From 2f6698b863c9cc1db6455637b7c72e812b470b93 Mon Sep 17 00:00:00 2001
From: Terje Bergstrom <tbergstrom@nvidia.com>
Date: Fri, 15 Dec 2017 09:04:15 -0800
Subject: gpu: nvgpu: Make graphics context property of TSG

Move graphics context ownership to TSG instead of channel. Combine
channel_ctx_gk20a and gr_ctx_desc to one structure, because the split
between them was arbitrary.
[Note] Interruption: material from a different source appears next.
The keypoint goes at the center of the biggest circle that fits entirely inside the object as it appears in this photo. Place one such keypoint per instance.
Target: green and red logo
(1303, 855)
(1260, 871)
Move context header to be property of
channel.

Bug 1842197

Change-Id: I410e3262f80b318d8528bcbec270b63a2d8d2ff9
Signed-off-by: Terje Bergstrom <tbergstrom@nvidia.com>
Reviewed-on: https://git-master.nvidia.com/r/1639532
Reviewed-by: Seshendra Gadagottu <sgadagottu@nvidia.com>
Tested-by: Seshendra Gadagottu <sgadagottu@nvidia.com>
Reviewed-by: svc-mobile-coverity <svc-mobile-coverity@nvidia.com>
GVS: Gerrit_Virtual_Submit
Reviewed-by: Konsta Holtta <kholtta@nvidia.com>
Reviewed-by: mobile promotions <svcmobile_promotions@nvidia.com>
Tested-by: mobile promotions <svcmobile_promotions@nvidia.com>
---
 drivers/gpu/nvgpu/common/linux/vgpu/gr_vgpu.c | 343 +++++++++++++-------------
 1 file changed, 165 insertions(+), 178 deletions(-)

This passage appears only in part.